Allora, così come non ho quasi mai creduto alle previsioni ottimistiche circolate all’inizio della guerra sul collasso di Mosca, sull’assassinio di Putin, sulla rivolta degli oligarchi e degli intellettuali russi, né ho mai pensato che davvero lo zar fosse gravemente malato o addirittura passato a miglior vita e già sostituito da una controfigura o che la controffensiva avrebbe avuto alcuna possibilità di indurre l’invasore alla resa, oggi non credo che la Russia si prepari ad altre guerre dopo quella con l’Ucraina. Per Putin è già una vittoria aver tenuto le posizioni conquistate con il blitz del 24 febbraio di due anni fa e addirittura aver resistito a tutte le sanzioni occidentali, costruendo nuove alleanze con Cina, Iran, Corea del Nord, presentandosi come mediatore o catalizzatore delle istanze in Medio Oriente, dopo lo scoppio della guerra fra Israele e Hamas.

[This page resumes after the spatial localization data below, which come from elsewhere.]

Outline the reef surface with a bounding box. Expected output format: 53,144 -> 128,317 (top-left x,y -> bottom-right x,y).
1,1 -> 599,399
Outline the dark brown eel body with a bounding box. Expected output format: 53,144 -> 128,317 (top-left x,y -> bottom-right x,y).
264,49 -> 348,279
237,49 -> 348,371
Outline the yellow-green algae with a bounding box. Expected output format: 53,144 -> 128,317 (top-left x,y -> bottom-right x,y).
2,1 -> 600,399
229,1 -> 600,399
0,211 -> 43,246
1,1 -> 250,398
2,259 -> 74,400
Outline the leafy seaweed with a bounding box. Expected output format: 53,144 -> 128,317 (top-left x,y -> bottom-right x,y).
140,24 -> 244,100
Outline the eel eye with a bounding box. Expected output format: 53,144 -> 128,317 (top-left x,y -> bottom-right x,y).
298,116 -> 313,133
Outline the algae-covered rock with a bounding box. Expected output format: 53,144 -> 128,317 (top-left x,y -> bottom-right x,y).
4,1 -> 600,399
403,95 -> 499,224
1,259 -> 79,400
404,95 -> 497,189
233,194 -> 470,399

No, non credo che Mosca affili le armi per un conflitto che inevitabilmente vedrebbe coinvolti direttamente i Paesi Nato. Fino a oggi Putin ha combattuto contro l’America e l’Europa per interposta nazione. O meglio: contro un popolo che è dieci volte inferiore al suo. Centomila soldati ucraini morti non equivalgono a centomila militari russi morti. Kiev sta vedendo scomparire quasi una generazione, la stessa cosa non si può dire della Russia. Perché le guerre non si combattono solo con i droni e i cannoni, ma come abbiamo visto anche nelle trincee, e l’Occidente può spedire tutte le armi che vuole, ma poi serve qualcuno che al fronte prema il grilletto. E siccome non penso che l’opinione pubblica americana ed europea sia pronta a combattere una guerra, così come non ritengo che lo voglia fare la Russia, perché sarebbe un massacro dall’una e dall’altra parte con un’estensione del conflitto ad altri Paesi, non mi convincono affatto gli allarmi di questi giorni sulla possibilità di attacchi alla Nato.

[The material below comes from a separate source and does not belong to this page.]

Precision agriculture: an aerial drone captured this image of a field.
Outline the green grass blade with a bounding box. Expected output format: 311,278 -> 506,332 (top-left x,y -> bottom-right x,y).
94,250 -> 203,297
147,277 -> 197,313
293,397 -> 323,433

Dunque, come mai all’improvviso tutti sembrano temere questa ipotesi? Per la semplice ragione che il consenso intorno all’Ucraina è ai minimi. Secondo un sondaggio dell’European council on foreign relations, solo il 10% degli europei pensa che l’Ucraina possa sconfiggere la Russia. Tutti gli altri o temono una vittoria russa o auspicano che dal conflitto si esca in fretta con un compromesso.
Credo che i dati spieghino meglio di tante chiacchiere perché le cancellerie europee agitino il pericolo di un attacco di Mosca a un Paese Ue. Se il rischio è una nuova invasione, fra uno, due o cinque anni, non ci si può sedere adesso a un tavolo con Putin, perché un dittatore è un dittatore e non ci si può fidare. L’unica soluzione resta la guerra a oltranza, fino alla fine, anche se la vittoria è impossibile o sempre meno credibile.

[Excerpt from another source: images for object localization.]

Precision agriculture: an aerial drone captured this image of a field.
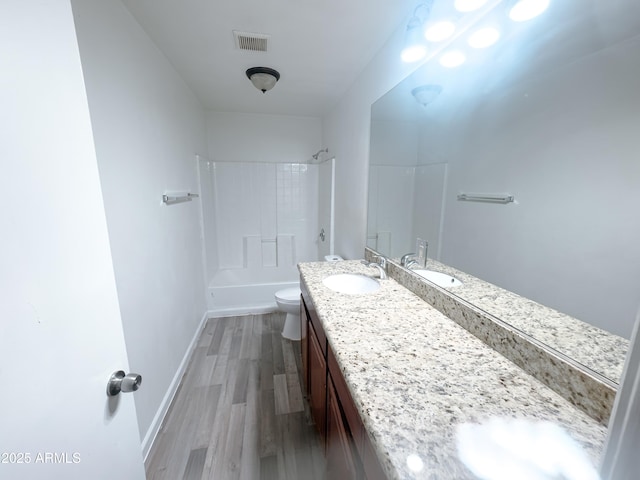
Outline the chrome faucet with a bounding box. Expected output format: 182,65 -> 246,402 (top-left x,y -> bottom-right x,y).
401,253 -> 418,269
402,240 -> 428,269
361,255 -> 388,279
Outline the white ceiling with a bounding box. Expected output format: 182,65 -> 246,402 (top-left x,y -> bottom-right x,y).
121,0 -> 415,117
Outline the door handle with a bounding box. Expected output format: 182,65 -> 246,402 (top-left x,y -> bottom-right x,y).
107,370 -> 142,396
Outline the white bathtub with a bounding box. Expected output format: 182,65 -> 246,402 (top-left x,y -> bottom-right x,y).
207,267 -> 299,315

Tuttavia, il comportamento dell’Occidente e anche dell’Italia è ambiguo. Mentre lanciano allarmi su allarmi, sottobanco con Mosca continuano a trafficare. È significativo il dato delle importazioni di grano, che noi da quando c’è la guerra abbiamo decuplicato. Dai cereali ai semi e all’olio di girasole, per finire alle barbabietole, la bilancia commerciale con la Russia pende a favore di quest’ultima con cifre a doppio e qualche volta triplo zero. Per quanto riguarda poi le esportazioni, non aumentano verso la Russia, ma gli invii di merce in Paesi confinanti ed esclusi dalle sanzioni fanno pensare che le triangolazioni siano molto attive. Così come sono vivaci gli scambi con Paesi come l’India, dove si ricicla il greggio russo.
Cioè, siamo alla solita ipocrisia politica. Si lanciano allarmi, si finge di fare la guerra o lo si fa fare ad altri, ma sotto sotto gli affari continuano. Tanto a morire non sono gli occidentali, ma gli ucraini e i sudditi di Putin. Il motto armiamoci e partite dunque vale sempre. Per lo meno per l’industria degli armamenti.